Sept ans d’internat entre 1986 et 1993, de 12 à 19 ans. «Presque 15% de ma vie», devise, visiblement nostalgique, le Valaisan. Qui ne se lasse pas de prolonger le bail via le clan de l’époque, sa deuxième famille. «Vivre ensemble tant d’années développe forcément un esprit grégaire. Nos liens étaient si forts que nous sommes restés très proches. Trente ans après, on s’appelle encore tous les jours et on se rencontre au moins une fois par mois.» Farfouillant dans ses souvenirs, Vincent Baud a le sentiment d’avoir connu l’âge d’or de l’internat. «Contrairement aux préjugés qui leur collent à la peau, les curés nous accordaient beaucoup de liberté. Il y avait certes une discipline à respecter, mais les chanoines préféraient la responsabilisation à la punition. Alors que nous avions 12 ans, ils nous parlaient comme à des adultes. Une pédagogie très motivante et un fil rouge pour toute la vie», assure le Nendard, en énumérant la myriade d’animations qui, en plus de la qualité de l’enseignement, meublaient les loisirs. «Autant dire que l’arrivée à l’uni a été un choc côté ambiance», conclut-il, qualifiant ses années collège de souvenir fabuleux.
«Je pouvais «prêcher» en toute liberté»
François Lachat, 78 ans, «père fondateur» du canton du Jura.
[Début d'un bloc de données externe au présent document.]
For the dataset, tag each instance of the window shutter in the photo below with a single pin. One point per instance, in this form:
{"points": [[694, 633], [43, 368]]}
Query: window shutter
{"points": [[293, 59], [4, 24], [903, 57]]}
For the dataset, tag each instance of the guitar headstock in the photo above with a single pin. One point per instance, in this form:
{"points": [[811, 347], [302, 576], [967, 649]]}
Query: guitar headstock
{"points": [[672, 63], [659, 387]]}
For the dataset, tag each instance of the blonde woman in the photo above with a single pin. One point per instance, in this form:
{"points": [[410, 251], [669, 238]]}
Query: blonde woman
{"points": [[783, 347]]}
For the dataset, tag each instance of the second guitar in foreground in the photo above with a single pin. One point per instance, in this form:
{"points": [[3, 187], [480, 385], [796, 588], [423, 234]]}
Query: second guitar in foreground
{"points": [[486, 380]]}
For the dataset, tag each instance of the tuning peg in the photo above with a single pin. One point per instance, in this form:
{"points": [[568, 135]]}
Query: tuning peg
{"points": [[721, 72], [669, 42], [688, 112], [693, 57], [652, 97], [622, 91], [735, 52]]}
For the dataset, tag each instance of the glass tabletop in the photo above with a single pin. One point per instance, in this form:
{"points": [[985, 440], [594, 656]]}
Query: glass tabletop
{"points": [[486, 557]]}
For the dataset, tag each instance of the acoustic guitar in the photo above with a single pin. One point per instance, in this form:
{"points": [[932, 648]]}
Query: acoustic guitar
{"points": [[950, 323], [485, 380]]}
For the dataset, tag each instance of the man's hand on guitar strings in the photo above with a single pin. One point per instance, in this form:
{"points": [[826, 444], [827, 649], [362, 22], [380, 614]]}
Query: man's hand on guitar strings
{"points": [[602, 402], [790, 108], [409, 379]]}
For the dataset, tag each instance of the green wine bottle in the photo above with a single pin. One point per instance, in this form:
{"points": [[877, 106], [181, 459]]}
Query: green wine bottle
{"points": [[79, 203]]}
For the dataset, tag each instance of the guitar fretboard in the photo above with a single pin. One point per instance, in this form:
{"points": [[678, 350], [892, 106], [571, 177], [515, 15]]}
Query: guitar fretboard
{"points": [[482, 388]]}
On ne se refait pas. A 20 ans, celui qui est considéré comme l’un des pères fondateurs du canton du Jura faisait déjà campagne pour l’autonomie: «Je montais sur les tables et je «prêchais» pour la libération du canton. Puis j’enchaînais avec un plaidoyer en faveur d’un type qui s’appelait Caryl Chessman, condamné à mort aux Etats-Unis, finalement exécuté après être resté douze ans dans le fameux couloir. Comme mes «meetings» se déroulaient sans heurt, les chanoines laissaient faire. Ils étaient beaucoup plus ouverts qu’on ne l’imagine. Qu’est-ce qu’on a rigolé à Saint-Maurice!» s’enthousiasme le licencié en droit, venu chercher en Valais une matu socioéconomique que le collège Saint-Charles de Porrentruy ne pouvait pas décerner. «A l’époque, Saint-Charles était géré par les chanoines de Saint-Maurice. Mais les Bernois leur interdisaient d’attribuer le diplôme, raison pour laquelle les Jurassiens se pressaient dans le Bas-Valais.» En classe avec Pascal Couchepin, François Lachat dit conserver des souvenirs lumineux de ces deux années (de 1960 à 1962) passées à l’ombre du rocher. «En plus de l’enseignement, on nous a inculqué des valeurs humaines qui nous guident encore aujourd’hui», confie l’ancien conseiller d’Etat, que ses professeurs surnommaient «Lowatte», en raison de son dynamisme.